Wednesday, March 26, 2008

England Travelblogue: Castlemania

I've always felt that when you're traveling abroad, you ought to check out the major monuments that are very different from the types you might find back in your own home. And while aspects of England aren't terribly different from the United States, it is home to a variety of castles and other types of similar monuments that are unlike what I've seen here before.

Now people might argue that castles of some variety can be found in the United States. And true, there are quite a few estates and buildings that have been modeled to look a lot like these medieval structures. But at the end of the day, nothing beats the genuine article.

While traveling through England, I had the chance to visit two major castles as well as the incredibly famous Tower of London. All three monuments proved to be some of the most fascinating places I had a chance to visit during my trip. And each was different in its own way.

Windsor Castle
Windsor Castle, located in a town that shares its name, is one of the oldest castles in England that continues to be used today. The grounds are huge and there's plenty to see in the upper and lower wards. But while it's fun getting to see typical castle architecture up close, it's even more worth it to go inside the State Apartments, which are open for the public to see.

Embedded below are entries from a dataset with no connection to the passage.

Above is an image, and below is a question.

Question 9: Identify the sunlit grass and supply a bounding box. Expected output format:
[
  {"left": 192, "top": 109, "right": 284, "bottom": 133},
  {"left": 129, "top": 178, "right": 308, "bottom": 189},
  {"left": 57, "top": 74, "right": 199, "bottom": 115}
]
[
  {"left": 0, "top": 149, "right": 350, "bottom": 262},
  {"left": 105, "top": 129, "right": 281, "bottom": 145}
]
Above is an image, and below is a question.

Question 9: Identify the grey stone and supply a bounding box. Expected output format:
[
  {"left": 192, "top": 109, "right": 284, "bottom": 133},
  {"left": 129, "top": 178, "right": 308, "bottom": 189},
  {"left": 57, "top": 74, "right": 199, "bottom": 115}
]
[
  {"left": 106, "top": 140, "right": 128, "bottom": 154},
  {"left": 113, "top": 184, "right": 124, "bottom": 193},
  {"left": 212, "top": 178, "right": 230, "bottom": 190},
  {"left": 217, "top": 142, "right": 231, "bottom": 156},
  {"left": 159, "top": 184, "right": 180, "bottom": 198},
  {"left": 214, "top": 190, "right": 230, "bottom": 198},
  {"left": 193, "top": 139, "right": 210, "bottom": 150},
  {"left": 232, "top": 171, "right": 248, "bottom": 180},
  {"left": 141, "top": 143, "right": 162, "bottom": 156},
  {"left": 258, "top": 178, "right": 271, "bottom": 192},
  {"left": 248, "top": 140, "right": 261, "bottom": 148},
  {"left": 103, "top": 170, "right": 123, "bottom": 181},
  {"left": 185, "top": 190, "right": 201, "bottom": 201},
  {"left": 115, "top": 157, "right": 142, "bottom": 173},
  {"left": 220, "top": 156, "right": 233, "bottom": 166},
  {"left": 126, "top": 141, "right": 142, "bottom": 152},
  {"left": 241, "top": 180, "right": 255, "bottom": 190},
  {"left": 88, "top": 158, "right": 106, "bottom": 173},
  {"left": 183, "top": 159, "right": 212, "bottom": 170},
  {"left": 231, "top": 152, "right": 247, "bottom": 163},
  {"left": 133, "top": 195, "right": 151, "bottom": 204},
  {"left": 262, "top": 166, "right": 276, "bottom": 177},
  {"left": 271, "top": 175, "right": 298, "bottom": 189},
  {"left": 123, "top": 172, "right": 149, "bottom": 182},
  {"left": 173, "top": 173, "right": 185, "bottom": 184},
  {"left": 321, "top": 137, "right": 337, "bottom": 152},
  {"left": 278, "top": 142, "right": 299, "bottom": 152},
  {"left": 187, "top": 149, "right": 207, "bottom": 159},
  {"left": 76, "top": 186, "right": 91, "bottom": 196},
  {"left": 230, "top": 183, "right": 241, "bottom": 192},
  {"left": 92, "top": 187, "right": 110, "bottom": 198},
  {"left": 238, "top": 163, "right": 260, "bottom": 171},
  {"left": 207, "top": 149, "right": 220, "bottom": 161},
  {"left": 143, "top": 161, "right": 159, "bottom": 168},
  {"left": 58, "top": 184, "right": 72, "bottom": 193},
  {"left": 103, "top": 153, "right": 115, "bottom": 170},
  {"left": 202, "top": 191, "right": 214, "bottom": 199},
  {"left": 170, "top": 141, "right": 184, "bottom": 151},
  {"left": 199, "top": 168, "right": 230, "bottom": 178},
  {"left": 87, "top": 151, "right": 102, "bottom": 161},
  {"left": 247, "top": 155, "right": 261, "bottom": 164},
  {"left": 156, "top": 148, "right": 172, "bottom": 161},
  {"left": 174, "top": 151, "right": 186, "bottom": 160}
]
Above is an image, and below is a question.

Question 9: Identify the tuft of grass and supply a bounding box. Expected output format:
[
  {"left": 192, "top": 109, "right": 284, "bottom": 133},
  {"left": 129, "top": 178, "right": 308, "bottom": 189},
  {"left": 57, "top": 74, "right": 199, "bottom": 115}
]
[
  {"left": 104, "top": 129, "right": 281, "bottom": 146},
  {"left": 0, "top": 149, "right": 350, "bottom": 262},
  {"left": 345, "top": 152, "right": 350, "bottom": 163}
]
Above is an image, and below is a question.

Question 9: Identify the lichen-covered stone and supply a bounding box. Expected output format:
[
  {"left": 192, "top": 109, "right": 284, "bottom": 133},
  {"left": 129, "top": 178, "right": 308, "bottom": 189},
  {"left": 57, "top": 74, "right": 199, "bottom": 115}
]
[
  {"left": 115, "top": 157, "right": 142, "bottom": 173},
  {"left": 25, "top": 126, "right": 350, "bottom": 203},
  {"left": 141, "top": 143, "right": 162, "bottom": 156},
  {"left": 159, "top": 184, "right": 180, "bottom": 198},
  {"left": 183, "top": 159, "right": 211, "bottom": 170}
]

Right before you enter the State Apartments, you can take a look at one of the Castle's major tourist attractions — Queen Mary's Dolls' House. The doll house is a mini mansion and every little piece of it is amazingly detailed. The house is filled with miniature carpets, furniture, and books. And from what I've read, it even has a flushable toilet in there!

In addition to the doll house, you can also get a look at France and Marianne — two dolls gifted to Princesses Mary and Elizabeth in 1938 as a gesture from France — and their accompanying dresses and accessories. Both dolls were dressed more nicely than I probably ever will be in my lifetime, so I have to admit, I was pretty impressed by them.

Nonetheless, I didn't really grasp the reality of where I was until I entered the state apartments, which are lavishly decorated in a manner that seems almost otherworldly. One room is lined with old muskets and weaponry from floor to ceiling, while other rooms had a more palace-like quality. Gold trims, massive furniture, lush fabrics, and even intricately painted ceilings can be seen as you wander from room to room. And I suppose all of this should be expected when you're going through a royal castle.

But while I was wandering through either the reception hall or sitting area, one of the guides posted in the corner of the room was talking to another visitor and informing him that the bar for special events was often set up where she was standing. And that's when it hit me — Windsor Castle is one of those places where ancient traditions and modern life collide. In a way, it just seems unreal considering the world we live in today. While Windsor Castle isn't the only royal residence in the world right now, it's still a pretty unique place. In my opinion, this is definitely one of the reasons why visiting this castle is worth it.

The Tower of London
This was one of my favorite things about my trip to England and I really believe that it lives up to its hype. Since I was trying to save time, I didn't end up taking one of the Beefeater tours. But despite wandering around on my own, I was able to entertain myself enough to stick around for two to three hours. I'm sure I might have stayed longer if I didn't plan on following my agenda for the day so closely.

The Tower is a sightseer's delight — with its ancient history and ghost stories, the uneven floors, cramped medieval stairways and passageways, and the presence of Beefeaters, it's a great place for a history lesson and fun photo opportunities. While traveling through the Tower, I got a chance to see quite a few neat things, including old-style graffiti left behind by former prisoners many centuries ago. Actors were present in the medieval palace portion of the tower, staying in character even while interacting with the audiences gathering in front of them, which also added to the fun. I found myself eager to go from tower to tower, even as I grew increasingly tired from walking around.

Of course, one of the other great things about visiting the Tower is the presence of the Jewel House, home of the crown jewels. I actually really liked the way this was set up. At first, I found the house a bit intimidating because walking into it is like walking into a giant vault. However, I found it really visitor friendly in the way that each piece was arranged. By the time you hit the major jewels — such as the Kohinoor Diamond — visitors are expected to stand on airport-style moving floors. This allows them to take a look at the jewels without a problem and without blocking someone else's view. (A part of me now wishes this had been the case at the British Museum, while everyone crowded around the Rosetta Stone. It would have been useful!)

Anyway, despite traveling through the Tower pretty extensively on my own, I still feel as though that a lot more can be seen there. I definitely intend to go back at some point and maybe this time, I'll take a Beefeater tour!

Warwick Castle
This was the last actual castle I had a chance to see before my trip ended and I have to say that this too was a lot of fun. The castle grounds are absolutely beautiful (there's a mill set up in the back and though I skipped it, I also know that there happens to be a rose garden in another area).

The fun thing about Warwick Castle is the fact that you can explore it fairly extensively. I actually had a chance to venture into the dungeon, which was simultaneously fun and depressing due to its cramped, dark atmosphere. And because the castle actually belongs to the Tussauds Group now, a lot of the rooms are filled with wax figures that are meant to represent castle life. Some of these figures were actually rather creepy, but this also added an extra-fun element to the castle. In fact, I got so used to seeing wax figures everywhere, I nearly jumped out of my skin when a guide dressed as a peasant woman came skulking out of the shadows at one point!

This castle is nowhere near as large as the Tower of London or Windsor Castle, but thanks to its architecture and the presence of stocks and a dungeon on its premises, Warwick Castle has its own special charm. I hadn't really thought about going there until I planned my day trip to other destinations, but now I'm really glad I had the opportunity to check it out because every castle and fortress really is unique in its own way.